In 1204 Andrea Ghisi, a relative of the Doge of Venice, occupied the island and it became part of the Venetian province of Tinos. Then, in 1390, at the request of the people of Mykonos, it was given over to direct Venetian rule.
In 1537, while the Venetians still reigned, Mykonos was attacked by the Ottoman navy, who established a fleet on the island. Under the Turks, it was important naval centre, a position it enjoyed until the end of the 18th century. During this time it also saw a great deal of pirate activity.
In 1821, the Revolution against the Ottomans erupted. Led by Mando Mavrogenous, a wealthy local woman who sacrificed her fortune to the cause, Mykonos played an active role. Their efforts paved the way for national independence which was won finally in 1830. Mando Mavrogenous is now a national heroine and her statue sits in square in the main town of Mykonos.
In the late 19th century and early 20th century, Mykonos slowly lost its hold as an important port and naval centre. After World War I, people began to leave the island to find work in mainland Greece and in foreign countries, especially the United States.
1873, the French School of Archaeology started excavations on nearby Delos and the first tourists arrived on Mykonos.
By the 1930s Mykonos had become a holiday destination for the rich and famous and tourism had become the island’s number one industry.
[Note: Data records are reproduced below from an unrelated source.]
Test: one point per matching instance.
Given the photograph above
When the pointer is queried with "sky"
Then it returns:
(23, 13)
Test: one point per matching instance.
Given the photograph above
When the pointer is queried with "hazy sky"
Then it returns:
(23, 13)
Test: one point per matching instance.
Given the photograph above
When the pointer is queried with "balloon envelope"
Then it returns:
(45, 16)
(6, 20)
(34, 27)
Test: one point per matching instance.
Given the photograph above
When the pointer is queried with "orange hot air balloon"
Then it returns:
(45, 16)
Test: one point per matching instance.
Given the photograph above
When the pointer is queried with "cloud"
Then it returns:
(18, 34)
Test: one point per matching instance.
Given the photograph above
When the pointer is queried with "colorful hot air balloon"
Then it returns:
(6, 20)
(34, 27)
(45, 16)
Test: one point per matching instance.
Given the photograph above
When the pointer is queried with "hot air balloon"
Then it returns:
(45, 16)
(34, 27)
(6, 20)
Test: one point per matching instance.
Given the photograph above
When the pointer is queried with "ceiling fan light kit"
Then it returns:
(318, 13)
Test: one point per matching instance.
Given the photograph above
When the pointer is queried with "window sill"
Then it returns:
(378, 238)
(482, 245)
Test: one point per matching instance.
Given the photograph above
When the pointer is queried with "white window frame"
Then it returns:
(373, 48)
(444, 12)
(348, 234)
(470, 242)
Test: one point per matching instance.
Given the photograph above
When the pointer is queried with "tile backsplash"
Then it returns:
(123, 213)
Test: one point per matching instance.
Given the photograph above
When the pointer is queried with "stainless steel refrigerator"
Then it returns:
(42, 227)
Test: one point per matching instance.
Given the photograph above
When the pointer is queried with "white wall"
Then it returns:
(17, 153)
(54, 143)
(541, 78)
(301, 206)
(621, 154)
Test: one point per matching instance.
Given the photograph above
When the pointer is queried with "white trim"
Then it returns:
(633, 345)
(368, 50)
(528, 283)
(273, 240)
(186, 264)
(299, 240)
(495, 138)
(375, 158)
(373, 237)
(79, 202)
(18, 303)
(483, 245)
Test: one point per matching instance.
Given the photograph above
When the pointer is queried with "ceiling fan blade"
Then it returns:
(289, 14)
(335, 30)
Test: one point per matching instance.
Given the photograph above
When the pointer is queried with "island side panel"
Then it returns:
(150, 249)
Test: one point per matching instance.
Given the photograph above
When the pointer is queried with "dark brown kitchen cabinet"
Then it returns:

During World War II Mykonos served as a major port for the Allies and was subsequently occupied by the Italians and then the Germans.
After the war, tourism picked up again and from the 1950s until the present day, Mykonos has played host to countless visitors from all over the world. Since has earned its stripes as one of the world’s most desirable holiday destinations, it looks set welcome millions more in the future.